第21話 朝から

 スケヴェルフ帝国の帝都から南へ下った港町で起こった人間たちの反乱。

 不当で残虐な行いをする黒いエルフたちの横暴に、突如現れた一人の男がその暴力を力でねじ伏せた。

 男の勇気、力、そして熱さに感化された者たちも次々と立ち上がり、大陸を統べる至高の種たるスケヴェルフの二人の姫が敗北した。

 その報は、結局情報操作により大陸全土に行き渡るまでにはならなかったが、その場にいた者たちの心と魂には消えないものとして深く刻み込まれた。


「ん……んん……ッ?」


 そして、その大事件の翌日の朝……


「チュパチュパチュパ……嗚呼、ダーリン……可愛い唇だ……ホッペもプニプニとなんと美味」

「はうっ……お、か、んんぐ?」


 深い眠りについていたはずのタックだったが、いきなり意識が深い底から無理やり引っ張られるような感覚に襲われて、体を捩らせた。

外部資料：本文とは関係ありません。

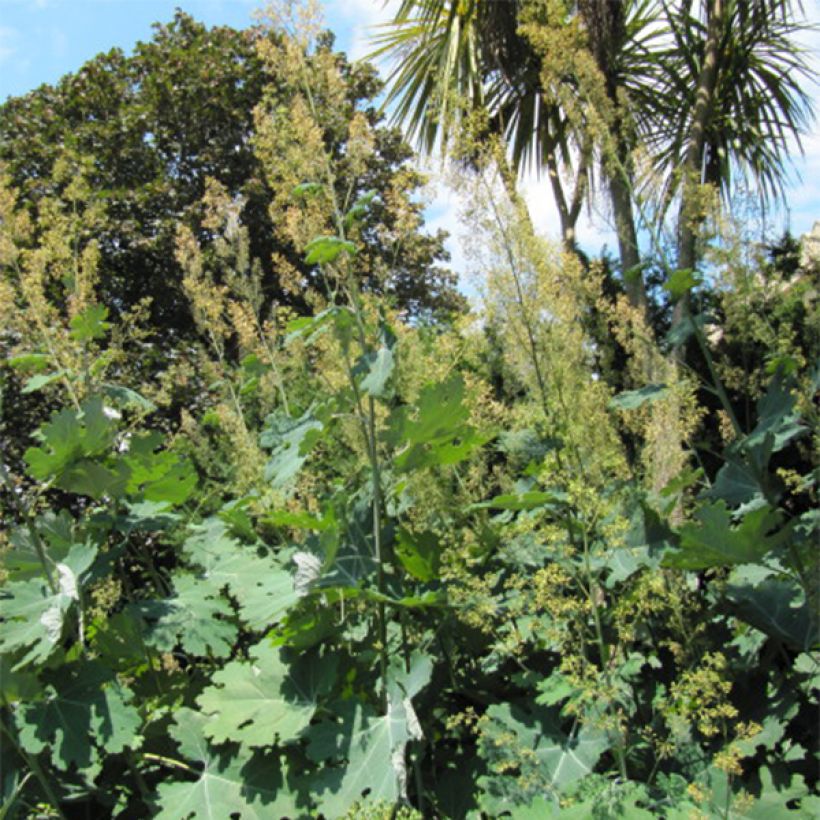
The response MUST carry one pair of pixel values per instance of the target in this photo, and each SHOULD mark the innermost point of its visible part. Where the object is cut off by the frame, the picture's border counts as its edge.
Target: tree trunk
(688, 219)
(621, 199)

「んごぉ!? お、嗚呼♡ ダ~リ~ン~……童顔で無垢な表情でありながら、文字通り一皮剝いて勃ちあがらせれば、あらゆるものを貫く魔剣と化す……流石は我が伴侶なり……あ~む♡」


「ひゃふぉああッ!?」


「あむちゅちゅるちゅるぶちゅるちゅる!」



 その瞬間、目を覚ましたタックの眼前には、褐色肌の妖艶な女神がイカれた瞳で恍惚な笑みを浮かべながら、横たわるタックにキスをして味わっていた。


「はっ!? ぐっ、つ、エ、エクスタ姫ッ!?」

「うふふふふふ、おはよう、ダーリン」

「なん、で!? あさ、から、お、俺ぉをぉ!?」

「だって、じゅぶ、我のぉ、んく、旦那様ではないか♡ ご主人様でも構わんぞ? 喜んで我は豚になる。ぶひぶひ♥」


 タックを味わいながら片目でウインクして両手でピースサインを見せるエクスタ。

 ウットリとした顔で、しかしその表情は明らかに常軌を逸していた。


「はぐっ!? だ、んでえ!?」


 今いるベッドと部屋がどこのものなのかがよく分からず、ただ全身に感じるねっとりと舌と唇の感触にタックはゾクゾクとさせられた。

 すると、その時だった。


「おはよう、タッくん。そろそろ朝……ッ!?」


 部屋の扉がガチャッと開き、そこには白銀の甲冑を脱ぎ捨ててシルクの緑色の部屋着姿のオルガスが立っていた。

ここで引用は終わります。